What inspired you to write this piece?
In 2017 I visited Finland for the third time. It was a special year—the centennial of Finnish independence. I’d been there long ago as an exchange student and later to do family research. But in 2017, I had a simple goal—let Finland speak to me. It was welcome to say whatever it wanted. One thing it said: lakes. Finland is known as the land of a thousand lakes. It’s common for Finns to spend time each summer by a lake, and for Finnish artists to gaze at the blue and return something of that experience to viewers. I was mesmerized by many such waterscapes such as the ones represented in these paintings. My poem “A Finnish Lake” is especially a response to this painting, by Albert Edelfelt, which is quite famous in Finland. I made a few notes as I gazed at it. The poem came later. Some details are true to the painting, and others to my experience of it.

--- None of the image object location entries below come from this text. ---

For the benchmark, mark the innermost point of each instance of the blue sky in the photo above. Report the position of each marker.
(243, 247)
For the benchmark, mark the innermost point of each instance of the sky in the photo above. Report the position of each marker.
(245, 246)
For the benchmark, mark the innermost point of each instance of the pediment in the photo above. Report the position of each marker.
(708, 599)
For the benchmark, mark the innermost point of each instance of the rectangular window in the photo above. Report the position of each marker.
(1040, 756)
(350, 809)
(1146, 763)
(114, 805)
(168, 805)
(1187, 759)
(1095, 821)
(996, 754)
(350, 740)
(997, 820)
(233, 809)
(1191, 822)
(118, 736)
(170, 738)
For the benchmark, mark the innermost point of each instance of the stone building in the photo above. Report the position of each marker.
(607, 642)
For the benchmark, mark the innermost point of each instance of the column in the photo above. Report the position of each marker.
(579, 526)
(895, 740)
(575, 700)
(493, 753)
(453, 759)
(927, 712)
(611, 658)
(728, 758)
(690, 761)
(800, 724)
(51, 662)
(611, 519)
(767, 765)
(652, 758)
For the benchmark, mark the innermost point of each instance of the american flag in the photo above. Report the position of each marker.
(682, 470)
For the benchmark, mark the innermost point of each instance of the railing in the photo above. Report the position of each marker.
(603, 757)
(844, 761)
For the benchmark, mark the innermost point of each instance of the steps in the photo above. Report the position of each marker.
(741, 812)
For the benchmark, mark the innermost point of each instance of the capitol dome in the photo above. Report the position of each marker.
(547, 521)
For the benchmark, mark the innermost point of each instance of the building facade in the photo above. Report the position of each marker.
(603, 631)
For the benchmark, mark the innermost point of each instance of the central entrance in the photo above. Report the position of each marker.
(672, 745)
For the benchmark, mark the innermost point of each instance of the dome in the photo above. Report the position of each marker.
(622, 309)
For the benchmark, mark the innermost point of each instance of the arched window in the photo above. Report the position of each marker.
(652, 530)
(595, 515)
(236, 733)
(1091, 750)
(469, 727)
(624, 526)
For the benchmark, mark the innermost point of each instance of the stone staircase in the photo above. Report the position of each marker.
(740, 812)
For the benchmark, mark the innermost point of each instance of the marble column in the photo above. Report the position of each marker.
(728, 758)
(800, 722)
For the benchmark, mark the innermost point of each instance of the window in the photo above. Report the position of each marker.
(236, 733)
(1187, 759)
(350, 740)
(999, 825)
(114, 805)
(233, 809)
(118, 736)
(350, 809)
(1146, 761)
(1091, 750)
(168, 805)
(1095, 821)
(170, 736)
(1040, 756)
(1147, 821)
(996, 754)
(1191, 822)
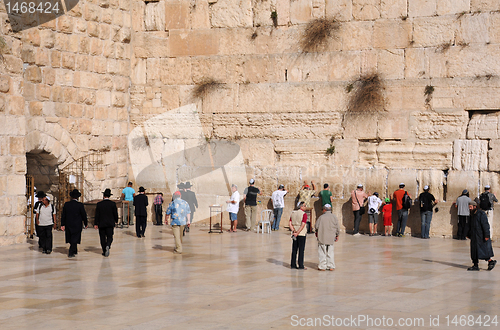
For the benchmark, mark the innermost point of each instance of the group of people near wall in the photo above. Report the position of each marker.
(74, 217)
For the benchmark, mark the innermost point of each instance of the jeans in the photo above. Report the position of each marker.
(426, 218)
(462, 226)
(277, 218)
(300, 245)
(357, 220)
(402, 218)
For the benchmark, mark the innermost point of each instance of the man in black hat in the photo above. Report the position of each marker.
(141, 212)
(106, 216)
(190, 197)
(72, 220)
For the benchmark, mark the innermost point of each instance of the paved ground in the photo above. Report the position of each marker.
(243, 281)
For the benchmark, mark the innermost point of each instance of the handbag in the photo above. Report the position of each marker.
(361, 208)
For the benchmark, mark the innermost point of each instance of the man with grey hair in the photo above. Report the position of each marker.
(327, 231)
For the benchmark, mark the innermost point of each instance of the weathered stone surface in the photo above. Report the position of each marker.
(228, 14)
(470, 155)
(441, 126)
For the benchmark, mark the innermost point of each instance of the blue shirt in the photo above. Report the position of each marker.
(178, 210)
(129, 193)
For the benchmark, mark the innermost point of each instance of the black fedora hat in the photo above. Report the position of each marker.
(75, 194)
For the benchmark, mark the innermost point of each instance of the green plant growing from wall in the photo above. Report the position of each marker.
(367, 94)
(428, 91)
(317, 33)
(274, 17)
(207, 85)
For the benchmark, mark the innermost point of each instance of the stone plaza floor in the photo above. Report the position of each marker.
(243, 280)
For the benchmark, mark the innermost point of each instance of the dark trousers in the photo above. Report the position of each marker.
(402, 218)
(357, 221)
(106, 236)
(45, 237)
(158, 214)
(298, 244)
(462, 226)
(140, 225)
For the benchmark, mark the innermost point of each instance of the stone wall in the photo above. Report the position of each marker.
(125, 77)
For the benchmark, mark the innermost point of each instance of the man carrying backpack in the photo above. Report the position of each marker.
(403, 204)
(486, 200)
(427, 202)
(45, 220)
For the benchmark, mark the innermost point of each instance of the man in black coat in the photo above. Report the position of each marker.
(72, 218)
(480, 241)
(141, 212)
(106, 216)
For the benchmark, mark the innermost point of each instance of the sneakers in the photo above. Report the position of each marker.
(475, 268)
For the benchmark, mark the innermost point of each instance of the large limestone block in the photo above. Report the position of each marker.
(457, 181)
(417, 8)
(366, 10)
(391, 63)
(440, 126)
(434, 31)
(392, 33)
(357, 35)
(339, 9)
(406, 176)
(360, 125)
(393, 8)
(435, 179)
(230, 14)
(393, 125)
(470, 155)
(258, 152)
(150, 44)
(484, 5)
(343, 66)
(176, 14)
(154, 16)
(474, 29)
(301, 11)
(484, 126)
(494, 156)
(346, 151)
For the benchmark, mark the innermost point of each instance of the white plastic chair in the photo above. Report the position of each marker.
(265, 218)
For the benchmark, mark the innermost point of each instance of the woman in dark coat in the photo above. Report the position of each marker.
(480, 242)
(72, 219)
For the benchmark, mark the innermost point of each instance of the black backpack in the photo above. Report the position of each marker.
(484, 201)
(406, 201)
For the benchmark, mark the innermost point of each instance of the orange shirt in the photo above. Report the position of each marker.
(398, 196)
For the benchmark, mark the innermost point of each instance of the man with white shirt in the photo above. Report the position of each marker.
(278, 205)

What are you working on currently?
The manuscript for my first book of poetry is now out and about with various publishers and contests. I’m staying hopeful! I’m partway through writing a short story based in Maine, and a new sequence of poems as well. 

What are you reading right now?
Current poetry favorites: Falling Awake by Alice Oswald and Ornitheology by Kevin McLellan; also looking forward to the new collection by Edward Hirsch. Current fiction favorites: The Far Field by Madhuri Vijay and White Hunger by Aki Ollikainen; also looking forward to Deep River by Karl Marlantes.

Susanna Brougham’s poetry has been published in Gettysburg Review, Denver Quarterly, Cincinnati Review, Tampa Review, and other journals, and has appeared on Poetry Daily. She has received grant support from the St. Botolph Club Foundation and Finlandia Foundation. Susanna works as an editor for book publishers and museums.